The jurisdiction in personam to compel acts affecting real estate abroad, if it could be here exercised, does not affect the rule that a bill to rescind does not lie without such previous offer, readiness and willingness.

Whether in Georgia, where, we may assume, a court can act upon real property there, by constructive service upon parties in interest, such offer, readiness and willingness might be, where the opposite party is inaccessible, by proceeding in the court itself, is not for us to consider.

The bill can not be treated as a bill to redeem from a mortgage, because by the laws of the State of Georgia, which State has the right to make the laws governing real property within its boundaries (McCarthy v. Osborn, 118 Ill. 403), such a transaction as this, viz., a deed and bond back for reconveyance, does not constitute a mortgage.

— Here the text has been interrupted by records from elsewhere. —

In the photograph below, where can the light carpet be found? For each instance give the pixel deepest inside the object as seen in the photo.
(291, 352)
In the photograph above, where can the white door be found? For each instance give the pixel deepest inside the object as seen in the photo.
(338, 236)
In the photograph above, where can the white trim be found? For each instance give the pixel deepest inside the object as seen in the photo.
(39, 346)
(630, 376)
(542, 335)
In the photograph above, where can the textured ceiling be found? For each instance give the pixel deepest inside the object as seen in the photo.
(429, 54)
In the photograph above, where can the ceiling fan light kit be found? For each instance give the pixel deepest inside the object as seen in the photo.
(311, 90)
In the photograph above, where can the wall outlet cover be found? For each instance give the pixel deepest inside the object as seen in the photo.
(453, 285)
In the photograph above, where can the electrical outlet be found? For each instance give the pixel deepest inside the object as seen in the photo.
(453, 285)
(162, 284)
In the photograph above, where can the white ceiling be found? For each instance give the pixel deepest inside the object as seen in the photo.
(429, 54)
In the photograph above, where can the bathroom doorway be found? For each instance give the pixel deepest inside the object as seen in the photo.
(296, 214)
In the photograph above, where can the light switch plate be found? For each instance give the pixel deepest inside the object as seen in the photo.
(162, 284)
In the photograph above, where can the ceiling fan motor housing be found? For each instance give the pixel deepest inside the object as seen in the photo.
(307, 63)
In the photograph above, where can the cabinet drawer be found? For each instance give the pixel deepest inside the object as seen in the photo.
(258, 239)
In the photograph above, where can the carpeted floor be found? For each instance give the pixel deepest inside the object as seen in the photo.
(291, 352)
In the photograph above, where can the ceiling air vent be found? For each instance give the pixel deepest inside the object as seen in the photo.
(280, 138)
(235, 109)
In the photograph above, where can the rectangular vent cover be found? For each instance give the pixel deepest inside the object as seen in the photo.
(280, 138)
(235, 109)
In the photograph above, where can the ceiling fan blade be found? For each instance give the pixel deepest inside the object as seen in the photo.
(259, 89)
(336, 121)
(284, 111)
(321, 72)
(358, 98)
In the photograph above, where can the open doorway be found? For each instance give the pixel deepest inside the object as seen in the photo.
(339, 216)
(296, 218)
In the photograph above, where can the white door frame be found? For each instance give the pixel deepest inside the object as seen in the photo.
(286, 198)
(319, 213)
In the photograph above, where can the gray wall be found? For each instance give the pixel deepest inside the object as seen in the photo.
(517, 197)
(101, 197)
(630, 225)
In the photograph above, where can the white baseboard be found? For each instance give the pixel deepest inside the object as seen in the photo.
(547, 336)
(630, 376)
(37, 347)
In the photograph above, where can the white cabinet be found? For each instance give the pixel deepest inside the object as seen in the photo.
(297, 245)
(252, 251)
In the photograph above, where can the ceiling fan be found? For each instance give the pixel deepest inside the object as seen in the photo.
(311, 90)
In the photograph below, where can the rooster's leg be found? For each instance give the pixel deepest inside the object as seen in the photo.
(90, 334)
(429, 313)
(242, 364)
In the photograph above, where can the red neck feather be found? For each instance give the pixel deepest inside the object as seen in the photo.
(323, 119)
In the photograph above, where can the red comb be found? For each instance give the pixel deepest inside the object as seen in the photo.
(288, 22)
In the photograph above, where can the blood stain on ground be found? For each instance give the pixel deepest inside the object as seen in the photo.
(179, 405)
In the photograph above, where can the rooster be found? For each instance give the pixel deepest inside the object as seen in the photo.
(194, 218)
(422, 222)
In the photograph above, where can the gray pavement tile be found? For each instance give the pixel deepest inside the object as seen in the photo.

Code of 1882, Sec. 1969. A proper construction of that statute, which we do not copy in full, would seem to be that the relation of vendor and purchaser is created by such a transaction, under which relation the party, who with us would be a mortgagor, would be a purchaser, and as such, would be entitled only to a specific performance upon the terms of the bond to reconvey.

The decree is reversed and the cause remanded, with directions to the Circuit Court to dismiss the bill without prejudice to any right or remedy of the appellee in any other proceeding, but at her costs of this suit.